QUESTION: Is the appostophe denoting the possessive form in "world's" in the correct position?
85 posted on
02/24/2007 12:38:35 PM PST by
Carolinamom
(Whatever you voted for, you did not vote for failure -- President Bush SOTU)
To: Carolinamom
That should have been "apostrophe. Sorry.
87 posted on
02/24/2007 12:41:50 PM PST by
Carolinamom
(Whatever you voted for, you did not vote for failure -- President Bush SOTU)
To: Carolinamom
How are we to explain the "smartest woman in the world's" repetitious use of "you know"? QUESTION: Is the appostophe denoting the possessive form in "world's" in the correct position? I'm not completely sure, but I think it is. "Smartest woman in the world" seems almost a kind of compound noun, on the order of "The Secretary of State's interpretation was disputed." Maybe someone with a better grammar acumen than mine can give a more authoritative explanation.
96 posted on
02/24/2007 12:50:12 PM PST by
rhema
("Break the conventions; keep the commandments." -- G. K. Chesterton)
To: Carolinamom
"How are we to explain the "smartest woman in the world's" repetitious use of "you know"?

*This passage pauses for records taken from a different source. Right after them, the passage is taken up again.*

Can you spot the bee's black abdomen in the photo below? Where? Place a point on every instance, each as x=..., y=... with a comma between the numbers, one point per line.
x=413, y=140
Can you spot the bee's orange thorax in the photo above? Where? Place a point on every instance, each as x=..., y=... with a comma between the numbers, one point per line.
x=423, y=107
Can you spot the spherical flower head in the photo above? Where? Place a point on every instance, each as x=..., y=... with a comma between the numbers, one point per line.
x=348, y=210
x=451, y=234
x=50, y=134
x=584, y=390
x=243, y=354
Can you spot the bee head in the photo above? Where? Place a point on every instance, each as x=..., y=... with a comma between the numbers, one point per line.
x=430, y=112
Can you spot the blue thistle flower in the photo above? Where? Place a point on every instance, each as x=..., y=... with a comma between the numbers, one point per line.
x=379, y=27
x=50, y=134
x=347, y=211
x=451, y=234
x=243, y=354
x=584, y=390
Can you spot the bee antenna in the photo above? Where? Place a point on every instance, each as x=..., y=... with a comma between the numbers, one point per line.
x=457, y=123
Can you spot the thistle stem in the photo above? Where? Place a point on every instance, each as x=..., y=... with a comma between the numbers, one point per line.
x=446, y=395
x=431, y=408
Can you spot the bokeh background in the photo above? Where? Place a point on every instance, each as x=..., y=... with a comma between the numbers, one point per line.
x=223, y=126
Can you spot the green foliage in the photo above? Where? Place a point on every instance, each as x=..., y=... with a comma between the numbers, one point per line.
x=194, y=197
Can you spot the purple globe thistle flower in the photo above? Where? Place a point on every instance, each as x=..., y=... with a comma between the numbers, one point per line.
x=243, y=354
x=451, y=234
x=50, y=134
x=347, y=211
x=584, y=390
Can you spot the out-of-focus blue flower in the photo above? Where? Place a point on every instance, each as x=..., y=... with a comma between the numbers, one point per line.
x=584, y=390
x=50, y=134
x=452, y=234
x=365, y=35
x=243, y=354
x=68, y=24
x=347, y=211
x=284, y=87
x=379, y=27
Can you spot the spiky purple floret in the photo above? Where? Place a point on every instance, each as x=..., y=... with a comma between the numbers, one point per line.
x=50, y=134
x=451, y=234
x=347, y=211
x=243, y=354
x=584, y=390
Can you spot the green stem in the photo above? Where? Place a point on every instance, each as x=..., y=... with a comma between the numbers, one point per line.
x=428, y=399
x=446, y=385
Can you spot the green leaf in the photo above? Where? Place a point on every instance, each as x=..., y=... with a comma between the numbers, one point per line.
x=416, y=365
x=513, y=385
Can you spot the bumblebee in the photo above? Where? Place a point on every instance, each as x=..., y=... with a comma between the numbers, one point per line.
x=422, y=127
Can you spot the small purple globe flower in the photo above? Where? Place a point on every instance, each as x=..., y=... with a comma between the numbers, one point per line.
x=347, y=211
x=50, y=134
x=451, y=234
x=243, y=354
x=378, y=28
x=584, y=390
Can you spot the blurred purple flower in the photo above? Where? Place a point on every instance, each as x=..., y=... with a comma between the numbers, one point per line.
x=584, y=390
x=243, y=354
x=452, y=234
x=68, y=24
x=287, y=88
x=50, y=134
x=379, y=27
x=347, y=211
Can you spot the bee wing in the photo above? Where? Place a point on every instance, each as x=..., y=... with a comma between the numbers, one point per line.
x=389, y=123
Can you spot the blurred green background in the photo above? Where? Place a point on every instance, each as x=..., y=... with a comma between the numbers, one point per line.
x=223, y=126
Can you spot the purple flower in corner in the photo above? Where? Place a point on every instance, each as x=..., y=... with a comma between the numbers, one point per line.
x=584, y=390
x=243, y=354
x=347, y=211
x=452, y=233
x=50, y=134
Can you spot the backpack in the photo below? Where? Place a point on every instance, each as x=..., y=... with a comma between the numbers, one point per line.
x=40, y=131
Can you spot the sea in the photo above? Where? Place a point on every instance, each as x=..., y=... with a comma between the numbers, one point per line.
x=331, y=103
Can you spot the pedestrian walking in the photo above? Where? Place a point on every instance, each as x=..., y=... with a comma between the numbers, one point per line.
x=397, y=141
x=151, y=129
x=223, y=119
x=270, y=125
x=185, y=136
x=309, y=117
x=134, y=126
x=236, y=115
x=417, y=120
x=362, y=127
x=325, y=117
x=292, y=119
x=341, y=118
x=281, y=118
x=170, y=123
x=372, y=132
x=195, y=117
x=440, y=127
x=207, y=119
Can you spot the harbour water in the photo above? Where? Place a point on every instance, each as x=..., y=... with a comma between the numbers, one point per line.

"QUESTION: Is the appostophe denoting the possessive form in "world's" in the correct position?
The apostrophe is correct in that it denotes possession. I would, however, hyphenate the "smartest woman in the world's" to read, smartest-woman-in-the-world's.
105 posted on
02/24/2007 1:01:03 PM PST by
baubau
(BOYCOTT Bank of America for Issuing Credit Cards to 3rd World Illegal Aliens.)